Staten Island carried the official name Richmond until 1975, honoring the title given to King Charles II's youngest illegitimate son. (The king fathered at least twelve.) That sense of separation persists. "The forgotten-borough narrative has always been there," Costello, who worked on Mamdani's campaign, explained.
At the June mayoral primary debate last year, Democratic candidates faced a revealing question: which borough had they visited least? One after another—Adrienne Adams, Andrew Cuomo, Brad Lander, Mamdani, Zellnor Myrie, and Whitney Tilson—answered to mounting laughter: "Staten Island." Costello watched from a bar with friends. Asked about his reaction, he said, "I wouldn't have expected different answers. It's almost predictable. But sure, it stings a bit. You think, 'Come on, really?'"

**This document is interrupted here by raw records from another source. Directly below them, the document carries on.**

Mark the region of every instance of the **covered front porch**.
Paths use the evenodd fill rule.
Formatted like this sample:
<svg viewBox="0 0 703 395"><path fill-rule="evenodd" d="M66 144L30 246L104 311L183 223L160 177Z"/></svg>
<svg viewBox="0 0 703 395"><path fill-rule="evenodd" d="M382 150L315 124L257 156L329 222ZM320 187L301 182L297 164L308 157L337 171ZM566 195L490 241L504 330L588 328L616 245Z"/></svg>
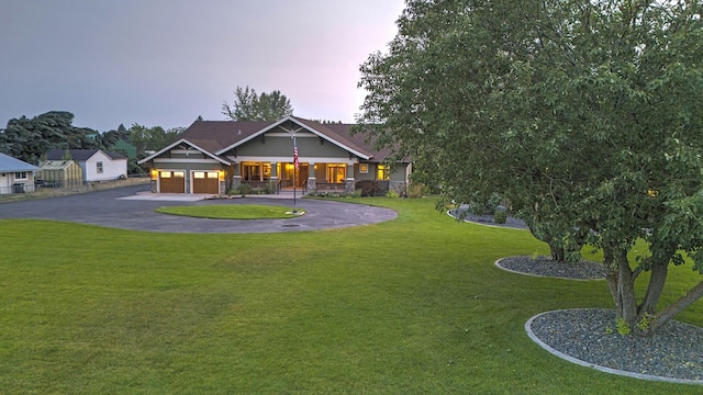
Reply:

Growing up, Costello's high school sat adjacent to the notorious dump. Walking from the bus to class, he could see it looming behind the campus. But he also witnessed its transformation. Over two decades, the landfill has been gradually rehabilitated, restored to nature, and reimagined as parkland. Now called Freshkills Park, it will become one of the city's largest green spaces—almost three times Central Park's size—when finished in 2036. One of Costello's friends now works there as a field educator, leading tours. Birds have begun returning. Perhaps because of this evolution, Costello doesn't carry the same resentment as older Staten Islanders. "Honestly, it's kind of funny that my high school was next to a dump," he said. "And as they restored it, it actually became beautiful."
Since the campaign, Mamdani has increased his Staten Island presence: dining at Shaw-naé's House, a local soul-food establishment, and attending evening prayers at a Dongan Hills mosque during Ramadan. In early March, he announced a significant child-care expansion—extending 3-K programs—at a north shore pre-K facility. (Staten Island had been omitted from an earlier 2-K rollout.) That same month, Democrat Allison Ziogas launched a challenge against Republican Congresswoman Nicole Malliotakis, positioning herself as a pro-labor economic populist. Both parties had failed the borough for generations, Ziogas argued in her campaign kickoff. "People dismiss Staten Island as if we have nothing valuable," she said. Originally from Connecticut, Ziogas added, "I describe myself as a Staten Islander by choice and by love."
"I'm among the borough's strongest advocates," Costello told me. "We have exceptional restaurants, remarkable people, and more parkland than anywhere else in the city." (Staten Island boasts some of New York's finest Sri Lankan cuisine.) The only scenario that would drive him away? If other residents actually succeeded in leaving New York City. "Contemplating departure isn't easy," he said. "The only reason I'd ever leave is because so many others want out. It's not that this isn't a wonderful place to live."